Rajesh Rajamani’s newly released short-film The Discreet Charm of the Savarnas, with its Luis Buñuel-touch to the title, takes aim at a specific sub-group of upper-castes and Brahmins – the liberals and progressives, who speak out about anti-caste solidarity but are far less forthcoming about their privileges or the consequences of their do-gooding.

Rajamani is both a film critic, primarily covering Tamil cinema, and a filmmaker. He has often written critically on how he believes the Savarna-gaze informs the stories that are told.

As a director and scriptwriter, even in his first short film, that was all of two minutes, he desisted from making his story about violence or oppression. Instead, in Lovers in the Afternoon, a young man makes amends with his irate partner by cooking her beef for lunch. This declaration that a meal of beef is a gesture of affection, that it means warmth, belonging and shared joy, quietly cautioned what was under threat if one didn’t vote wisely. Without referencing lynch-mobs or saffron terror in other parts of the country, it reclaimed beef on screen for its significance to Tamil culture. The film was produced by Pa. Ranjith and released days before Tamil Nadu went to polls during last year’s general elections.
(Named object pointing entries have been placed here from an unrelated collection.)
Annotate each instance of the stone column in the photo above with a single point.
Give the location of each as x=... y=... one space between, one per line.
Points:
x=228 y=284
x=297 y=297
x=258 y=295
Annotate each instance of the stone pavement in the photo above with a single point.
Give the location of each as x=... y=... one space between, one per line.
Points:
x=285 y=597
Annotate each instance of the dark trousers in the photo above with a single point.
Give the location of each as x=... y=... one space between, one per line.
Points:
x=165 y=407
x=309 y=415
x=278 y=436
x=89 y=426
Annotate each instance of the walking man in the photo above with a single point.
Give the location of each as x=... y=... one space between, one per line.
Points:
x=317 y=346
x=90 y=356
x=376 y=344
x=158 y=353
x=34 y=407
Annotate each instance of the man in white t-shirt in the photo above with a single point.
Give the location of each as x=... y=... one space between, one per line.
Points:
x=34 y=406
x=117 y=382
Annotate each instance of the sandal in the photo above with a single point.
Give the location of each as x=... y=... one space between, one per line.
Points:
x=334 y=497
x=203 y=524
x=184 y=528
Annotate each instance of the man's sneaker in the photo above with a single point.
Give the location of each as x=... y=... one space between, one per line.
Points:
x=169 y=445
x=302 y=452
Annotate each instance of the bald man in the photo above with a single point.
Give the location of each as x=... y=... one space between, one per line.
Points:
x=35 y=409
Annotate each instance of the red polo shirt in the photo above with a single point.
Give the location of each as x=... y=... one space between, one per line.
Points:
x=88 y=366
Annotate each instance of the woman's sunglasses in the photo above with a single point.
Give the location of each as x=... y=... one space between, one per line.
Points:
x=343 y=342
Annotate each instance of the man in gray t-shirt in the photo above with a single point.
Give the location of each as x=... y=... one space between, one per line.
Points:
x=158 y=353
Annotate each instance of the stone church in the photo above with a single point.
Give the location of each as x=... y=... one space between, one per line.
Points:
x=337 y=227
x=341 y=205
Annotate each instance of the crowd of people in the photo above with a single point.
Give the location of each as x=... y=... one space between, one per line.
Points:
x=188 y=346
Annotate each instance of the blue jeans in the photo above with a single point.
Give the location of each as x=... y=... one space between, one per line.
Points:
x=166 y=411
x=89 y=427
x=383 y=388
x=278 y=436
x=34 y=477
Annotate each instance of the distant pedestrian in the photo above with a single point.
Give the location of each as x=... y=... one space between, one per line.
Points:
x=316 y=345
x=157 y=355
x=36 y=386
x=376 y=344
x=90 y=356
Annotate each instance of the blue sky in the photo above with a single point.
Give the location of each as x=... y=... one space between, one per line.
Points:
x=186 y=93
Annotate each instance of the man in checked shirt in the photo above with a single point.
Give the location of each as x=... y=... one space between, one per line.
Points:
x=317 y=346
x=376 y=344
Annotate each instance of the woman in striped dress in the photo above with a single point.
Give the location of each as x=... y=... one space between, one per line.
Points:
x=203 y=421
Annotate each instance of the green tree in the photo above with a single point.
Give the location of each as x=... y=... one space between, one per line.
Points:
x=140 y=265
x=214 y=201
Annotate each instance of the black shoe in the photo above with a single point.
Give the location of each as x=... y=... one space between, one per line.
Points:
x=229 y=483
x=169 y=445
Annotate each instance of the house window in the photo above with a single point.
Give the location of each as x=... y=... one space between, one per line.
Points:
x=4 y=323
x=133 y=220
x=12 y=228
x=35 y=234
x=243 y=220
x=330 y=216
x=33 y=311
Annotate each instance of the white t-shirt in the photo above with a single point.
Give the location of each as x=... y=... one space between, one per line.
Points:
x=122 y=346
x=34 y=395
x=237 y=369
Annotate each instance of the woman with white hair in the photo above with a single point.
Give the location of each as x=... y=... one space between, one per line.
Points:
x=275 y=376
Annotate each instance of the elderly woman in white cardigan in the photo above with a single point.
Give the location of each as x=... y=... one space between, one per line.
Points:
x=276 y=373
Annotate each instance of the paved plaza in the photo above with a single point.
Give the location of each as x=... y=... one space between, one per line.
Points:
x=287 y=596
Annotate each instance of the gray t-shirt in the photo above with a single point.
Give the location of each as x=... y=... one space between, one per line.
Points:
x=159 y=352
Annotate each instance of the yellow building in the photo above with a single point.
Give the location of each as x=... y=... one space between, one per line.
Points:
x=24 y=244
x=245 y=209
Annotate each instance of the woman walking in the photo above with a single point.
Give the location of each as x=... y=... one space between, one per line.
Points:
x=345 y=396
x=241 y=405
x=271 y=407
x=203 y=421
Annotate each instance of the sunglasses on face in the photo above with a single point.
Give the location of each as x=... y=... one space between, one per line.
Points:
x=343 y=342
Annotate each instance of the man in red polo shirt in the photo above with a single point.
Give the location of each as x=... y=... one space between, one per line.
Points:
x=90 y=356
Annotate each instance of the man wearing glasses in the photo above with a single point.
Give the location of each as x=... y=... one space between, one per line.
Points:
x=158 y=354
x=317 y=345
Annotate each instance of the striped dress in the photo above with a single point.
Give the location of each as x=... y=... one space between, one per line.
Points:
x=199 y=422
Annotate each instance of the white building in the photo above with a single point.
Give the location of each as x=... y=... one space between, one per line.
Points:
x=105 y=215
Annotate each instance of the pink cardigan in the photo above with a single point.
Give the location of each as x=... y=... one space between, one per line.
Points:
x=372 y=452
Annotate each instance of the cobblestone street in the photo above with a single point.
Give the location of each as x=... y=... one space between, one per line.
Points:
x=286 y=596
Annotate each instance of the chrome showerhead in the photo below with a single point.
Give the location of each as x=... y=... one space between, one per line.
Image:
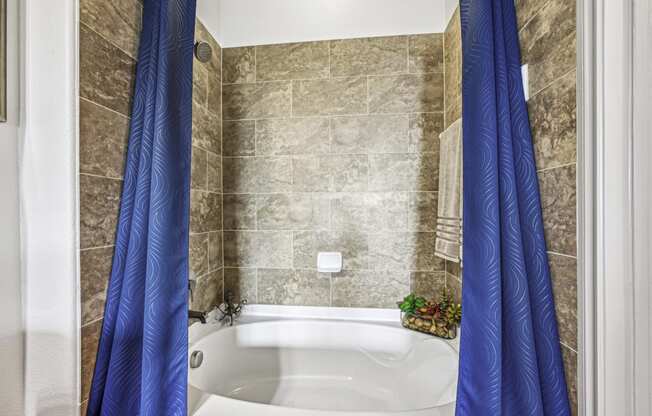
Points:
x=203 y=51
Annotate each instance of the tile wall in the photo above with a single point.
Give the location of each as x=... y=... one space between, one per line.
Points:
x=547 y=31
x=333 y=146
x=108 y=37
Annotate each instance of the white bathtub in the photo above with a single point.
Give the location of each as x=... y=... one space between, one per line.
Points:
x=296 y=361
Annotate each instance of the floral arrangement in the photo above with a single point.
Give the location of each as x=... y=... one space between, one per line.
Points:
x=440 y=318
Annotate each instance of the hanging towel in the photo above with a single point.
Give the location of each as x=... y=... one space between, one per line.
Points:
x=448 y=243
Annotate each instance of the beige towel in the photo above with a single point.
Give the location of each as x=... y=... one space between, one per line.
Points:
x=448 y=244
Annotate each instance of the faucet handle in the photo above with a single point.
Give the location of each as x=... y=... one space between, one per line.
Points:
x=192 y=284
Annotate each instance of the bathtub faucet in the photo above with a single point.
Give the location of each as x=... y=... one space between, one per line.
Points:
x=229 y=309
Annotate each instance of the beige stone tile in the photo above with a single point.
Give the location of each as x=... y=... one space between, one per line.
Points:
x=424 y=132
x=103 y=136
x=215 y=250
x=369 y=212
x=426 y=53
x=302 y=211
x=559 y=202
x=99 y=205
x=90 y=338
x=268 y=249
x=239 y=138
x=290 y=136
x=329 y=97
x=259 y=100
x=429 y=285
x=106 y=74
x=353 y=245
x=293 y=287
x=214 y=94
x=570 y=368
x=241 y=283
x=412 y=93
x=215 y=64
x=304 y=60
x=349 y=173
x=199 y=170
x=206 y=128
x=553 y=122
x=422 y=211
x=205 y=211
x=404 y=251
x=239 y=65
x=200 y=85
x=198 y=255
x=118 y=21
x=365 y=289
x=370 y=134
x=95 y=269
x=209 y=291
x=214 y=173
x=239 y=212
x=548 y=43
x=311 y=174
x=454 y=285
x=403 y=172
x=257 y=175
x=563 y=272
x=369 y=56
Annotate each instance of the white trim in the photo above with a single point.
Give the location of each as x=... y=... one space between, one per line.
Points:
x=586 y=206
x=617 y=96
x=48 y=163
x=642 y=205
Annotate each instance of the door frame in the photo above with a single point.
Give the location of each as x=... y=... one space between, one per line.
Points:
x=614 y=205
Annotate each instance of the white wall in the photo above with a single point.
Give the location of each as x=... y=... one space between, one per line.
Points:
x=11 y=312
x=256 y=22
x=48 y=196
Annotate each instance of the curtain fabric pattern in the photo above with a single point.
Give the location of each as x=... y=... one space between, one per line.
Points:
x=141 y=366
x=510 y=356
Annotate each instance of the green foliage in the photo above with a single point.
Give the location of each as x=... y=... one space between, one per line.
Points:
x=411 y=303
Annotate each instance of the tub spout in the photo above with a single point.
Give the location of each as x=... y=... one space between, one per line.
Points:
x=201 y=316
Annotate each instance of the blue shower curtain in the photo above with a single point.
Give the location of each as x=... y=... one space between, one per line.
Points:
x=141 y=364
x=510 y=358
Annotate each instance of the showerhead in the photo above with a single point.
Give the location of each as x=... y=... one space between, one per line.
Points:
x=203 y=51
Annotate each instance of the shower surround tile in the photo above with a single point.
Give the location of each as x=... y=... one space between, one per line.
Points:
x=429 y=285
x=99 y=204
x=558 y=203
x=95 y=268
x=426 y=53
x=424 y=131
x=198 y=256
x=548 y=43
x=370 y=134
x=291 y=136
x=563 y=272
x=239 y=65
x=106 y=74
x=293 y=287
x=239 y=138
x=305 y=60
x=406 y=93
x=364 y=289
x=259 y=100
x=329 y=97
x=262 y=249
x=369 y=56
x=553 y=122
x=347 y=163
x=403 y=172
x=118 y=21
x=103 y=136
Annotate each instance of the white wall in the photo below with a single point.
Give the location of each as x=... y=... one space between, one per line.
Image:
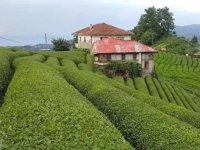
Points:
x=116 y=57
x=129 y=57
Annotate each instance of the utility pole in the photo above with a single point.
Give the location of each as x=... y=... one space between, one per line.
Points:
x=152 y=39
x=45 y=39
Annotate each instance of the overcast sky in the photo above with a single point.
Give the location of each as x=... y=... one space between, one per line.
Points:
x=26 y=21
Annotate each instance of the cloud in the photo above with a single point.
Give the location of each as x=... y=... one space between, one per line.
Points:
x=33 y=18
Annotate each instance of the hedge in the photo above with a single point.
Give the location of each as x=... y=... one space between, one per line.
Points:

In The Discreet Charm of the Savarnas, Rajamani falls back to satire, a form he is familiar with as the creator of the popular Facebook pages ‘Inedible India‘ (political jokes repurposing Ravi Varma and Kalighat paintings and Mughal miniatures) and ‘Fictional Subtitles‘. His resolve while writing the script, was simple he says; “deflecting the Savarna-gaze back at them.”

The protagonists, Dilip, Aruna and Swaminathan, a trio of independent filmmakers, look for a last-minute replacement to their nameless “Dalit character”. Shot entirely in English, the film lambasts the privileged, upper-class, urban liberal world they so clearly come from. They squabble about political correctness, quote Angela Davis with ease, decide on a whim that a female-led film may be just as good as a male-led one, but befuddled by her looks, tell a Dalit woman that she’s too beautiful for the role.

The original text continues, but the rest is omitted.